Culture highlights 2024: A post-apocalyptic Wales and An Enemy of the People
Cath Barton
I love novellas, and in October I was so pleased to have the opportunity to hear Rhiannon Lewis talking in Waterstones Abergavenny about her new book The Significance of Swans with her very enthusiastic editor from Y Lolfa, Carolyn Hodges.
Having heard Rhiannon read from the book enhanced my subsequent experience of reading it. It’s set in a post-apocalyptic world, but this is still Wales, and a joy for that; Rhiannon evokes a sense of place most skilfully, as well as giving convincing voice to an ‘ordinary’ woman who, for all that, is actually extraordinary in surviving in the changed world in which she finds herself.
Just over fifty years on from its première, Benjamin Britten’s last opera, Death in Venice, received its first performance in Wales in March this year, in a new production from Welsh National Opera.
Seeing and hearing it was a highlight of my year for several reasons: the bravura performance by tenor Mark Le Brocq – on stage almost throughout – as the mentally-tortured Gustav von Aschenbach; the beauty of the aerial work by members of Cardiff-based No Fit State Circus; and the shimmer of the production, as if we were in the Venice Lagoon.
The true value of opera
But I nominate it as one of my picks of the year for more than that, for something which is essential to any WNO production, something which is too easily and too often taken for granted and which is now under threat because of the failure of both UK and Welsh Government bodies to recognise the true value of opera – that is the crucial contributions of the WNO Orchestra and Chorus to this outstanding production.
In another memorable musical event, Cardiff’s BBC Hoddinott Hall hosted a concert in November entitled Dancing and Deities. In this the BBC National Orchestra of Wales gave us the sparkling dance of Respighi’s suite La boutique fantasque, based on piano pieces by Rossini. If this was familiar territory, it was made the more enjoyable by the flamboyant, vivacious direction of Italian/Turkish conductor Nil Veditti. And in the second half we heard more from Rossini – his Stabat Mater, not familiar to me apart from the aria Cuius animan sung tenderly by the South African tenor Levy Sakgapane.
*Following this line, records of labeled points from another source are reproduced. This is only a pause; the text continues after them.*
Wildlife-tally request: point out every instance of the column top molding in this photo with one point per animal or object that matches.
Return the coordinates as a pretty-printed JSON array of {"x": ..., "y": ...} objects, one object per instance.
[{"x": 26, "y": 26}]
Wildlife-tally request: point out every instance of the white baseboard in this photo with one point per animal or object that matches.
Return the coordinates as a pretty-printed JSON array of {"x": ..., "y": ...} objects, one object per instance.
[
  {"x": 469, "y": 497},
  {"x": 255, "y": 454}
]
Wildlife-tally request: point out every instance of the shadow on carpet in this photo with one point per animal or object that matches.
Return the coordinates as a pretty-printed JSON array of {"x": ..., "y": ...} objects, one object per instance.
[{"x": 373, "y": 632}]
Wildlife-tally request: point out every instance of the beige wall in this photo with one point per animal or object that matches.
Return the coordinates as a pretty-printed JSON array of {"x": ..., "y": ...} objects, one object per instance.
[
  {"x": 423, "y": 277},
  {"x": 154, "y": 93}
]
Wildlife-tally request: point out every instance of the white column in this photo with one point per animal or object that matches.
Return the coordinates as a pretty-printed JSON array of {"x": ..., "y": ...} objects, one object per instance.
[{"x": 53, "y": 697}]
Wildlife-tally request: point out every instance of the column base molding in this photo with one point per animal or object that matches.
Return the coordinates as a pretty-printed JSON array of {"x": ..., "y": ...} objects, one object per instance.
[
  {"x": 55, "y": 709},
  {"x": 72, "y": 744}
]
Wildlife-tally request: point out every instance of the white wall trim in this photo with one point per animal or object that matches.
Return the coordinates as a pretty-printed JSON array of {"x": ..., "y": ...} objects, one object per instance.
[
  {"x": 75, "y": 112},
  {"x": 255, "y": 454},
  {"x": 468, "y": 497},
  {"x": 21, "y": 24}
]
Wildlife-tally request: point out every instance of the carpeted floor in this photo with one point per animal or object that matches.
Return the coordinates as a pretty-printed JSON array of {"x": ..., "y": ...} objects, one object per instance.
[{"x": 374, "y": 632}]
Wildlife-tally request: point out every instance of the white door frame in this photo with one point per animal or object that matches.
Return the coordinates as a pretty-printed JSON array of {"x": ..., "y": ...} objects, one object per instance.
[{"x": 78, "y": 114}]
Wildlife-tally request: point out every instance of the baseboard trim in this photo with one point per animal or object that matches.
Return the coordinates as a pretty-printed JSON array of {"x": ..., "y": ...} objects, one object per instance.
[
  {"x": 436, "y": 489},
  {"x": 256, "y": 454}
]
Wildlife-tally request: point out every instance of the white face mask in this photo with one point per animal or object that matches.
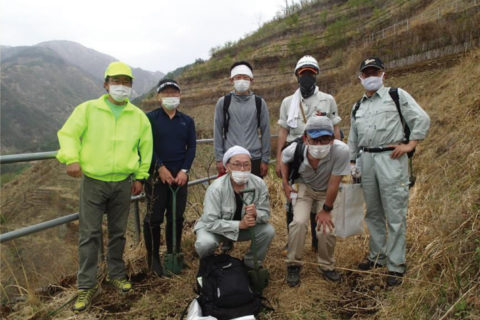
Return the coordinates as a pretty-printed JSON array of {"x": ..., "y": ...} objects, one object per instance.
[
  {"x": 372, "y": 83},
  {"x": 240, "y": 177},
  {"x": 170, "y": 102},
  {"x": 319, "y": 151},
  {"x": 241, "y": 85},
  {"x": 119, "y": 92}
]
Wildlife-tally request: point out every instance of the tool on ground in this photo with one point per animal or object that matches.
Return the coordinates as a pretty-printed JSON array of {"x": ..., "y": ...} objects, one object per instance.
[
  {"x": 173, "y": 262},
  {"x": 258, "y": 276}
]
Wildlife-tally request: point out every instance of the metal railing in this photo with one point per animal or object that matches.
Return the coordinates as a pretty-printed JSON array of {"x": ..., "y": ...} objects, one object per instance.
[
  {"x": 4, "y": 237},
  {"x": 25, "y": 157}
]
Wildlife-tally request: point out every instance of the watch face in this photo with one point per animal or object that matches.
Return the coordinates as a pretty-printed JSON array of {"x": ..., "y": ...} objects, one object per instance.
[{"x": 327, "y": 208}]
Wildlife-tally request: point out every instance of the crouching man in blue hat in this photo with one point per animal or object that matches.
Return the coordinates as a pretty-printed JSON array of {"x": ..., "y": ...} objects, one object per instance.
[{"x": 321, "y": 162}]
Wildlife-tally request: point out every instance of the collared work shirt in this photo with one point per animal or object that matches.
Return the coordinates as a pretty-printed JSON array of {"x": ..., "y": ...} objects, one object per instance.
[
  {"x": 174, "y": 140},
  {"x": 377, "y": 122},
  {"x": 320, "y": 102},
  {"x": 336, "y": 163}
]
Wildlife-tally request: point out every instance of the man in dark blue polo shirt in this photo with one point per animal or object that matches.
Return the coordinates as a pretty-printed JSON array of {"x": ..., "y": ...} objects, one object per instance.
[{"x": 174, "y": 144}]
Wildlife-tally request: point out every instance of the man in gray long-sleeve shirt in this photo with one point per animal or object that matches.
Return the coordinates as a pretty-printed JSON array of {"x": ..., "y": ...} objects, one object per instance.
[
  {"x": 238, "y": 116},
  {"x": 379, "y": 146}
]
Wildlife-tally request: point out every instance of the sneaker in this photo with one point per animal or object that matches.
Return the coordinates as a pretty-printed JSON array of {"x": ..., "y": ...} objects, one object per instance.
[
  {"x": 84, "y": 299},
  {"x": 293, "y": 276},
  {"x": 367, "y": 265},
  {"x": 331, "y": 275},
  {"x": 121, "y": 284},
  {"x": 394, "y": 278}
]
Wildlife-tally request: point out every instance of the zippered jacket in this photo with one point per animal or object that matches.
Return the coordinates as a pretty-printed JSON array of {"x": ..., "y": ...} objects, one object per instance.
[{"x": 107, "y": 149}]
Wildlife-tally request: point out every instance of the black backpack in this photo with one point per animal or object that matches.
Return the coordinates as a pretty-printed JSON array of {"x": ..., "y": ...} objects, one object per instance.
[
  {"x": 224, "y": 289},
  {"x": 226, "y": 116},
  {"x": 393, "y": 92},
  {"x": 294, "y": 166}
]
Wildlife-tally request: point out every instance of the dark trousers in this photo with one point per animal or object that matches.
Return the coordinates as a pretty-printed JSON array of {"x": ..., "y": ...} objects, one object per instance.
[
  {"x": 256, "y": 167},
  {"x": 159, "y": 204}
]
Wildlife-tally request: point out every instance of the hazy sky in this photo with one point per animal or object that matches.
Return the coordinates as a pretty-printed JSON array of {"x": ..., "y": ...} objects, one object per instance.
[{"x": 154, "y": 35}]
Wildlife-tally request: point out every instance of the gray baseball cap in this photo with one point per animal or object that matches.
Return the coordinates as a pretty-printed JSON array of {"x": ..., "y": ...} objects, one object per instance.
[{"x": 318, "y": 126}]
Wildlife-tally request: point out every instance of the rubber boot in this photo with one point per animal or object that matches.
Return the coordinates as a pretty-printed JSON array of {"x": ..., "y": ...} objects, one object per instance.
[
  {"x": 289, "y": 214},
  {"x": 313, "y": 226},
  {"x": 152, "y": 243},
  {"x": 169, "y": 237}
]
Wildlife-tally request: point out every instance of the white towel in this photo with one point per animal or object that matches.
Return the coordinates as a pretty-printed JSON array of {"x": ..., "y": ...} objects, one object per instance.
[{"x": 295, "y": 108}]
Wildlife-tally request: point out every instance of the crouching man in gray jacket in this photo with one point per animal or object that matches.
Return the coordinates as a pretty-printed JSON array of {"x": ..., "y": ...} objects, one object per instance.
[{"x": 225, "y": 218}]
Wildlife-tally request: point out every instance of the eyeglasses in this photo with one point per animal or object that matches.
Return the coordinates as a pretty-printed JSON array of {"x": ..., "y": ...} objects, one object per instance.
[
  {"x": 320, "y": 140},
  {"x": 126, "y": 81},
  {"x": 240, "y": 165},
  {"x": 370, "y": 72}
]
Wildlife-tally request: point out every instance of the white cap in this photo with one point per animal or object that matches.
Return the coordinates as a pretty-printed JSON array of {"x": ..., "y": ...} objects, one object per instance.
[
  {"x": 233, "y": 151},
  {"x": 307, "y": 62},
  {"x": 241, "y": 69}
]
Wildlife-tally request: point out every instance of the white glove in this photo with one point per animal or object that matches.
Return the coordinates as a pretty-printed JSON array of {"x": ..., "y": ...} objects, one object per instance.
[{"x": 355, "y": 171}]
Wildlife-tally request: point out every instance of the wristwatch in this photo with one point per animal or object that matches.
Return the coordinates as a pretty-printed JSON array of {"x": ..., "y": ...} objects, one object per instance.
[{"x": 327, "y": 208}]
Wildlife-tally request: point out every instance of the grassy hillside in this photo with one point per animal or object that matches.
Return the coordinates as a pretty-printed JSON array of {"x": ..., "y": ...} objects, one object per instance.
[{"x": 443, "y": 246}]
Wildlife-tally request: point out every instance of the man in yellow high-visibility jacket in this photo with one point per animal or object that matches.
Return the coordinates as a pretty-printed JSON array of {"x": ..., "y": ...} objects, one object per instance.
[{"x": 108, "y": 143}]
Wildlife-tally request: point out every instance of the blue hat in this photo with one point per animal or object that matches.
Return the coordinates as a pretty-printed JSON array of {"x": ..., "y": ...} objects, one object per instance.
[{"x": 318, "y": 133}]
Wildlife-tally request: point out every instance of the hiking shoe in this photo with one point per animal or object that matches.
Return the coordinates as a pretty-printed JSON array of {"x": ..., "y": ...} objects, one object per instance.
[
  {"x": 227, "y": 246},
  {"x": 367, "y": 265},
  {"x": 293, "y": 276},
  {"x": 121, "y": 284},
  {"x": 84, "y": 299},
  {"x": 331, "y": 275},
  {"x": 394, "y": 278}
]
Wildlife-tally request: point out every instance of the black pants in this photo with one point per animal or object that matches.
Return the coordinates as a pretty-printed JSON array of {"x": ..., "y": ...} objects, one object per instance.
[{"x": 159, "y": 203}]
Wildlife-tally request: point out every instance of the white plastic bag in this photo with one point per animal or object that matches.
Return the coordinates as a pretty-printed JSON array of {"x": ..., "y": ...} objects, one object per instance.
[
  {"x": 195, "y": 313},
  {"x": 348, "y": 210}
]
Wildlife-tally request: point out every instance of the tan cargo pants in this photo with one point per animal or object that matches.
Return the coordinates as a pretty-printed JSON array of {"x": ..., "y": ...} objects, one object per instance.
[{"x": 299, "y": 226}]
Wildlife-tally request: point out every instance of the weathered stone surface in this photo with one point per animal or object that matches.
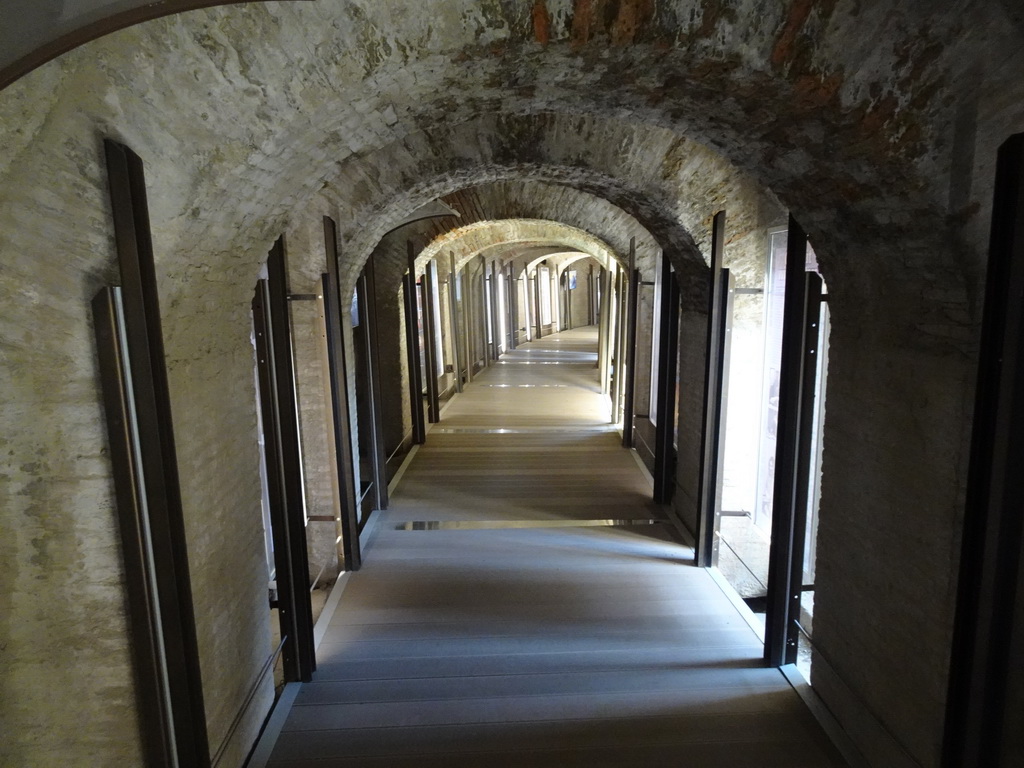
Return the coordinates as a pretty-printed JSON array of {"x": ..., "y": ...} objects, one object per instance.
[{"x": 876, "y": 123}]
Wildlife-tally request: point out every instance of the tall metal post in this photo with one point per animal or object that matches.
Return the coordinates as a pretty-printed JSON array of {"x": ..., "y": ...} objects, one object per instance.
[
  {"x": 413, "y": 348},
  {"x": 711, "y": 426},
  {"x": 454, "y": 320},
  {"x": 793, "y": 452},
  {"x": 665, "y": 452},
  {"x": 369, "y": 311},
  {"x": 988, "y": 638},
  {"x": 537, "y": 303},
  {"x": 496, "y": 345},
  {"x": 173, "y": 625},
  {"x": 349, "y": 530},
  {"x": 629, "y": 364},
  {"x": 430, "y": 341}
]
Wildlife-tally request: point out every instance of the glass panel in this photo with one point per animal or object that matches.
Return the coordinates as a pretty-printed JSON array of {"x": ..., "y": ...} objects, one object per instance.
[{"x": 544, "y": 275}]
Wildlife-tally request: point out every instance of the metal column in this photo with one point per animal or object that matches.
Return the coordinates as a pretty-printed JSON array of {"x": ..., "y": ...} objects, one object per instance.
[
  {"x": 338, "y": 373},
  {"x": 988, "y": 638},
  {"x": 413, "y": 348},
  {"x": 454, "y": 320},
  {"x": 629, "y": 364},
  {"x": 430, "y": 341},
  {"x": 711, "y": 427},
  {"x": 793, "y": 455},
  {"x": 145, "y": 473},
  {"x": 368, "y": 309},
  {"x": 665, "y": 452}
]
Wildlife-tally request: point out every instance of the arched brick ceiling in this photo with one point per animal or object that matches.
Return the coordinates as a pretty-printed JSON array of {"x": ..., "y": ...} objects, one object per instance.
[
  {"x": 563, "y": 206},
  {"x": 247, "y": 114},
  {"x": 507, "y": 239}
]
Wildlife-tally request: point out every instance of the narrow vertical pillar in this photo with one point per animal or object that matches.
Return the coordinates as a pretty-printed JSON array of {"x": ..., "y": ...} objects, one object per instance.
[
  {"x": 665, "y": 452},
  {"x": 413, "y": 348},
  {"x": 430, "y": 341},
  {"x": 537, "y": 303},
  {"x": 338, "y": 374},
  {"x": 173, "y": 613},
  {"x": 792, "y": 455},
  {"x": 496, "y": 326},
  {"x": 454, "y": 318},
  {"x": 629, "y": 364},
  {"x": 988, "y": 638},
  {"x": 369, "y": 310},
  {"x": 615, "y": 350},
  {"x": 711, "y": 426},
  {"x": 513, "y": 309}
]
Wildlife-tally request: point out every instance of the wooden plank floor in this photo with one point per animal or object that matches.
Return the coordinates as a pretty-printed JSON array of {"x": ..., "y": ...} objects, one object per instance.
[{"x": 532, "y": 639}]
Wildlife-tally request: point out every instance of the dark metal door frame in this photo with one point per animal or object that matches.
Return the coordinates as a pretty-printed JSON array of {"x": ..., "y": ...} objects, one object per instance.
[
  {"x": 457, "y": 352},
  {"x": 283, "y": 454},
  {"x": 146, "y": 486},
  {"x": 496, "y": 325},
  {"x": 537, "y": 303},
  {"x": 511, "y": 309},
  {"x": 712, "y": 425},
  {"x": 802, "y": 311},
  {"x": 988, "y": 633},
  {"x": 413, "y": 348},
  {"x": 629, "y": 364},
  {"x": 665, "y": 452},
  {"x": 430, "y": 341},
  {"x": 338, "y": 372},
  {"x": 366, "y": 286}
]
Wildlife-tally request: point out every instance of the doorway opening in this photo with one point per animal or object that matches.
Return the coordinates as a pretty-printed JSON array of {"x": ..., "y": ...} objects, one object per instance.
[{"x": 750, "y": 417}]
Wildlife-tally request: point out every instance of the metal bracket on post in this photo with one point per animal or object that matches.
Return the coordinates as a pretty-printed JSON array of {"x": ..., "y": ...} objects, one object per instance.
[
  {"x": 629, "y": 364},
  {"x": 712, "y": 399}
]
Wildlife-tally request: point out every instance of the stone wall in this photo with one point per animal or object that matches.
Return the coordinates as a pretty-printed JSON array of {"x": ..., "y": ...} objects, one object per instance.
[{"x": 876, "y": 123}]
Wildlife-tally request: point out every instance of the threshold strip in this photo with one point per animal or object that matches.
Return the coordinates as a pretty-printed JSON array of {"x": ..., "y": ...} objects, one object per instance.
[
  {"x": 530, "y": 386},
  {"x": 523, "y": 430},
  {"x": 545, "y": 363},
  {"x": 497, "y": 524}
]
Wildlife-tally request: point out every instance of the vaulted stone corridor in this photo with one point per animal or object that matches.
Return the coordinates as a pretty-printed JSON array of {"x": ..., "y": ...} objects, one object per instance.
[{"x": 451, "y": 180}]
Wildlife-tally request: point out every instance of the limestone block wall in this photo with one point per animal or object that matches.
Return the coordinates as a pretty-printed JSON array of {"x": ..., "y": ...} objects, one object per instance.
[{"x": 876, "y": 123}]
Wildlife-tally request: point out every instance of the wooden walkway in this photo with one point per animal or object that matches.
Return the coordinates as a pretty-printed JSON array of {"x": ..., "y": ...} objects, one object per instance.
[{"x": 497, "y": 623}]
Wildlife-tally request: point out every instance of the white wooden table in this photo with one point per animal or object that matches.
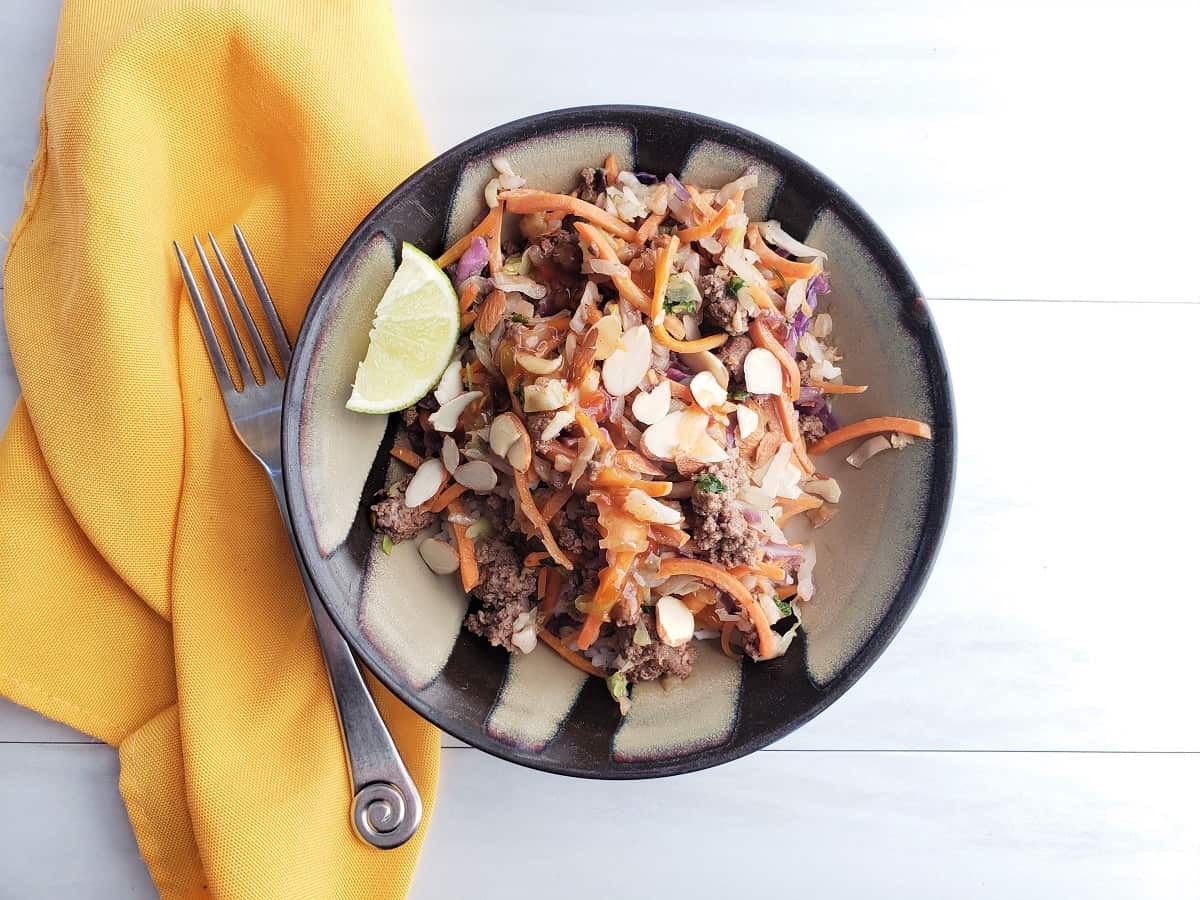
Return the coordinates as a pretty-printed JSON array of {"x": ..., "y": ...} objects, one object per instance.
[{"x": 1033, "y": 730}]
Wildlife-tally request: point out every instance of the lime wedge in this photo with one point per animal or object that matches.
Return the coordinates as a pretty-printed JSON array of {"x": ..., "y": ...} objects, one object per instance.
[{"x": 413, "y": 335}]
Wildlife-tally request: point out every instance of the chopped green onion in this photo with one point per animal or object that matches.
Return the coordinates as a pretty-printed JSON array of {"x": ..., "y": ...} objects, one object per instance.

It is a joy to see and hear such musical talent.
Matthew G. Rees
In this dramatic, domino year of three Welsh First Ministers when the word “pollution” has achieved such prominence not only in politics but in alarm rightly raised at the sullied state of our rivers and shores, the revival by a Welsh theatre company of a play by the Norwegian writer Henrik Ibsen seemed timely indeed.
An Enemy of the People was first performed in Oslo (then Christiania) in 1883. Not a few think it as “relevant” now as it was in Ibsen’s day, if not more so.
Its story concerns a doctor’s discovery of serious contamination in the waters of a struggling town hoping to revive itself as a spa – and attempts by figures in authority and those with vested interests to cover the news up.
Swansea’s Fluellen Theatre company performed the play to full houses at the city’s Guildhall, employing the auditorium of the historic council chamber to good effect.
Amid the marbled pillars in that crucible of old Copperopolis, theatregoers were given a sense of the challenges involved (and the courage required) in speaking truth to power.
Director Peter Richards delivered a compelling production shorn of some of the play’s more repetitive passages. Brendan Purcell excelled as Dr Thomas Stockman, admirably supported by a committed cast.
This was a strong and (in its choice of venue) innovative week for theatre in south-west Wales. Full marks to Fluellen.
On the books front, my congratulations to Newport-based small press Three Impostors on an impressive new edition of Arthur Machen’s novella The Terror. The volume features art by Jon Langford. Some may feel its story – written at the time of the First World War – chimes with the unease of our own times.